Jawabannya sederhana. Terjunnya Anies dalam bidang pendidikan karena sebagai ekonom ia memahami bahwa dengan memperbaiki pendidikan secara perlahan tapi pasti kondisi ekonomi Indonesia dapat berangsur pulih dan menjadi hebat. Apakah mudah? Tentu tidak. Anies harus banyak belajar mengenai iklim pendidikan di Indonesia, kendala-kendala yang terjadi, dan sebagainya. Namun, apapun rintangannya, Anies enggan untuk berhenti belajar dan menyerah dengan keadaan.

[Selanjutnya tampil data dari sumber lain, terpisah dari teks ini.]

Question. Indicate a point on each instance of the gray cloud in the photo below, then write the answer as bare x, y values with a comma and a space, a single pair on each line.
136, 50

Najwa Shihab: Sarjana Hukum yang Nyasar jadi Jurnalis

Serupa, meski tak sama dengan Anies Baswedan, Najwa juga memiliki latar belakang pendidikan formal yang agak sedikit berbeda dengan apa yg ia kerjakan saat ini. Lulusan Program Studi Sarjana Hukum Universitas Indonesia ini, kini menjadi Vice Chief Editor Metro TV. Acara Mata Najwa yang dipegangnya mampu memberi pengaruh yg cukup signifikan terhadap beberapa isu nasional.

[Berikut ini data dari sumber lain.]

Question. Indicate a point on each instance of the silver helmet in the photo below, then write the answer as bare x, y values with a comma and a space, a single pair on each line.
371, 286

Saat saya bertanya apa yg membuatnya bisa mencetak prestasi meski bidang keilmuan formalnya tidak menunjang, jawabannya sederhana: terus belajar. Jejak kariernya sebagai jurnalis diawali dari program magang di RCTI. Selanjutnya Najwa mencoba berkarier di Metro TV sebagai jurnalis junior. Ia bertutur, di awal kariernya, ia selalu belajar dan mencari cara agar mendapatkan berita yg baik. Bahkan ia pernah menunggu hingga enam jam supaya bisa mewawancarai salah seorang tokoh demi mendapatkan berita dengan kualitas tinggi.

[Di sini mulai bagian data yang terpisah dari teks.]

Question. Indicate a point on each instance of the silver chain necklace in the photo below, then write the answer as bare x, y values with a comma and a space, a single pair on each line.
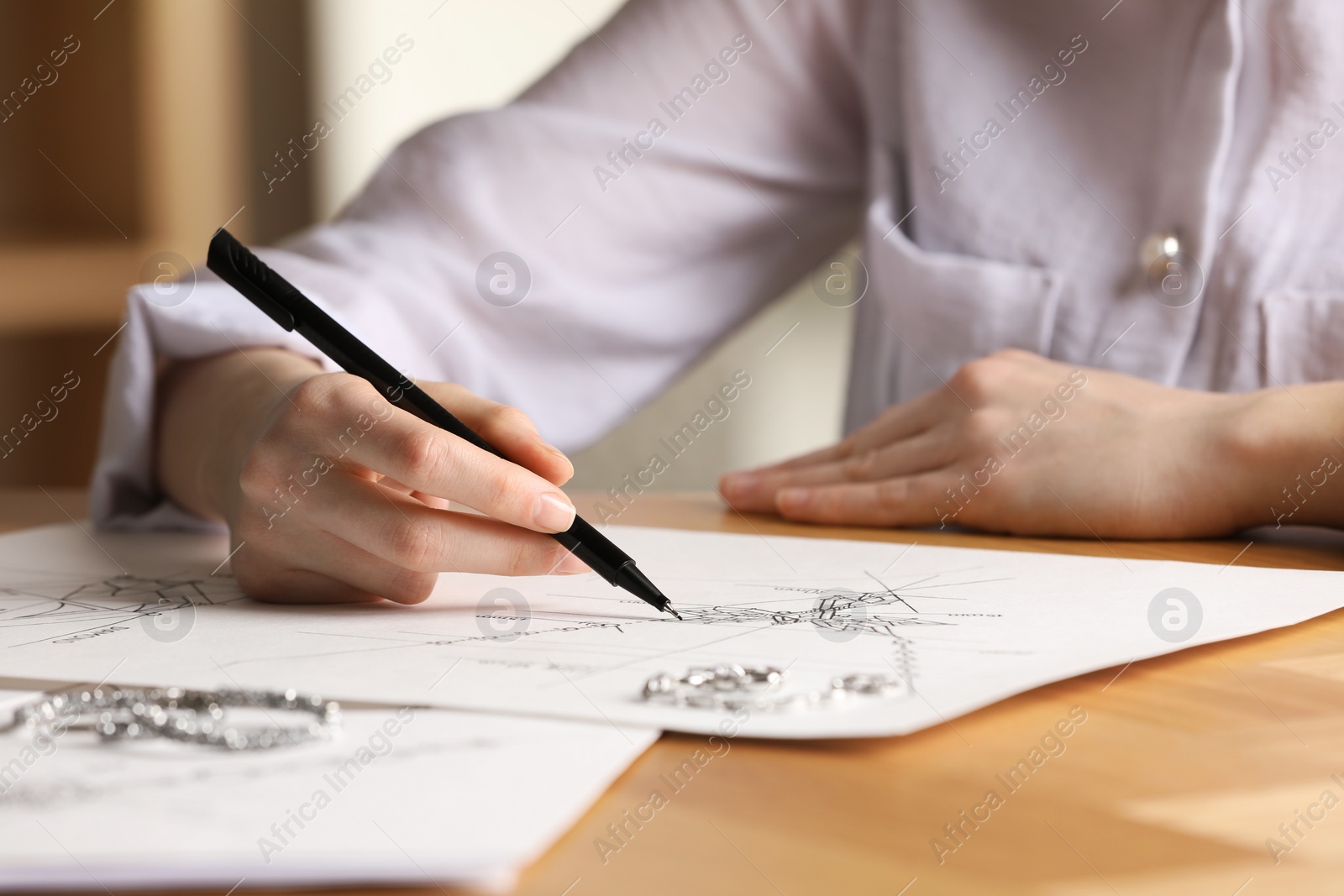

Kini, ketika Najwa sudah menjadi jurnalis senior, apakah ia berhenti belajar? Dengan tegas ia menjawab, TIDAK. Setiap kali ia mencari data untuk dijadikan bahan ulasan Mata Najwa ia selalu belajar. Belajar mencari kebijaksanaan-kebijaksanaan baru, belajar melihat sesuatu dari sudut pandang yang berbeda, belajar menggali informasi lebih dalam lagi, dan seterusnya. Never ending learning process.

Alexander Rusli: Dari Ahli IT ke CEO Perusahaan Komunikasi

Sejak kecil Alexander Rusli, kerap disapa Alex, selalu menjadi anak nomor satu. Namun, sayangnya prestasi itu hanya bertahan sampai saat ia menginjak masa SMP. Saat SMP itulah iapindah sekolah ke Australia dan di sana tidak diberlakukan sistem ranking. Materi pelajarannya juga tak sekompleks dan sebanyak di Indonesia.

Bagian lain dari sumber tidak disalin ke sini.